Рузвельт подписывает акт социального страхования
Историки американской полиции утверждают, что в XX веке полицейское
вмешательство в экономику и социальную жизнь во времена Нового курса
президента Франклина Рузвельта отчасти напоминает устройство тоталитарных
режимов именно сочетанием репрессивности, социальных проектов
и государственного управления экономикой.
По мере того как это становится все более явным и все менее терпимым, наступает реполитизация общественной жизни. Оправдание полиции тогда – суммируем это – становится сугубо техническим оправданием. Есть функциональное место, без исполнения функций наступит хаос, значит, надо сохранять государство порядка. Этот аргумент мы слышим и сейчас – это хороший, добротный аргумент, но это аргумент неновый, и действие его, мы помним, распространяется лишь на тех, кому и вовсе не нужны аргументы. Что же делает государство? Оно теряет единство целеполагания и взаимосвязи функционирующих средств организации событий. С одной стороны, вся экономическая логика современной жизни понуждает его к тому, чтобы перестать быть государством всеобщего блага, отказаться от социальных обязательств в отношении жизнедеятельности. С другой стороны, оно все больше походит на государство с вырождающейся полицией. Это сильно напоминает нам Бомарше:
Граф (насмешливо). Суд не считается ни с чем, кроме
закона…
Фигаро. Снисходительного к сильным, неумолимого к слабым.
Оборотная сторона этого – прогрессирующее недоверие и аномия, а выход из ситуации – искусственное учреждение конфликтующих политических групп. Поскольку политическое, как мы видели, способно произрасти из любых различений, в сложно устроенном обществе можно усилить позиции власти как арбитра, если те или иные различения специально пестовать, доводить до конфликта, превращая соперничающие группы во врагов. Балансировать в этом положении получается даже и долго, но не бесконечно, а эффективная сама по себе стратегия терпит ущерб, по мере того как обнажается собственный интерес арбитров.

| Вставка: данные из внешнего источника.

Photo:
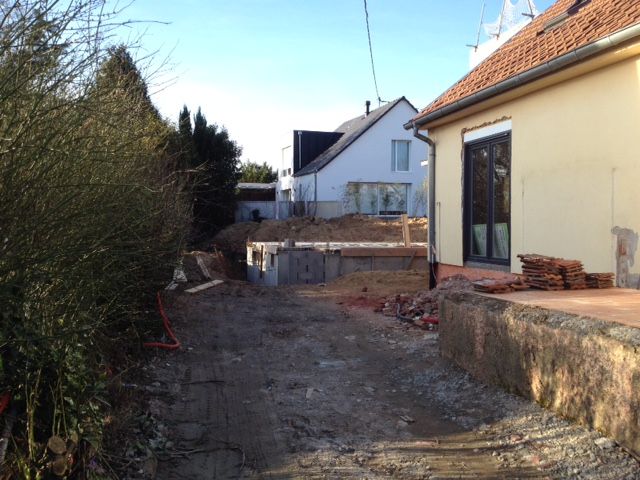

Это – главная беда, и никто не может сказать, есть ли выход из такого положения. Говоря объективно, преодолением его могло бы стать преобразование господства грандов, подчиняющих себе аппарат государства, и аппарата, конвертирующего свое положение охранителя и арбитра в положение такого же гордого гранда, в политические группы. Эти политические группы должны были бы не скрываться за всеобщим, но представить себя как группы интересов и внятно сформулировать не только собственные интересы, но и интересы примыкающей к ним солидарной общности. Это, конечно, означало бы превращение социальной жизни в поле битвы с неопределенным исходом, потому что тогда ничто уже не остановит оформление других солидарных групп – экономических, этнических, региональных. Это и была бы подлинная смерть государства – до появления и победы той силы, которая прекратит войну всех против всех и реализует общий интерес: мир. Есть ли другие возможности? Разумеется. Прежде всего это попытка реализовать принцип вождя, защищающего право. Исторически вождизм дал результат в первой половине XX века, и в нескольких странах это продлилось на несколько десятилетий после завершения Второй мировой войны. Говорить о полной бесперспективности и изжитости такого варианта было бы безответственно. Но необходимо помнить, что он предполагает высокую степень солидаризации народа, которому предлагается сильная идеология – не система идей, но мобилизующий миф. Но мало этого. Тогда потребуется также высокая степень гомогенности населения – не как результат действий, а как их предпосылка. Именно эта гомогенность («советский народ») разрушена теперь развитием последних лет, а на имитируемой гомогенности такой стратегии не построить. Мы не будем говорить о ее социальных и тем более моральных издержках – они известны. Но важно понимать, что она не только опасна, но и нереалистична. Наконец, можно было бы пойти долгим и трудным путем воспитания политического народа в точном смысле этого слова, то есть путем прекращения искусственной политизации и поощрения политизации естественной, произрастающей из всех самоидентификаций и различений, которые только имеют место сейчас. Враждебность различных групп, их соревнование за права и ресурсы никуда не денутся, но если они будут ограничены в интенсивности заданными правилами игры, это может привести к появлению со временем иной культуры политического действия. Это желательный вариант, но считать его вероятным очень и очень трудно.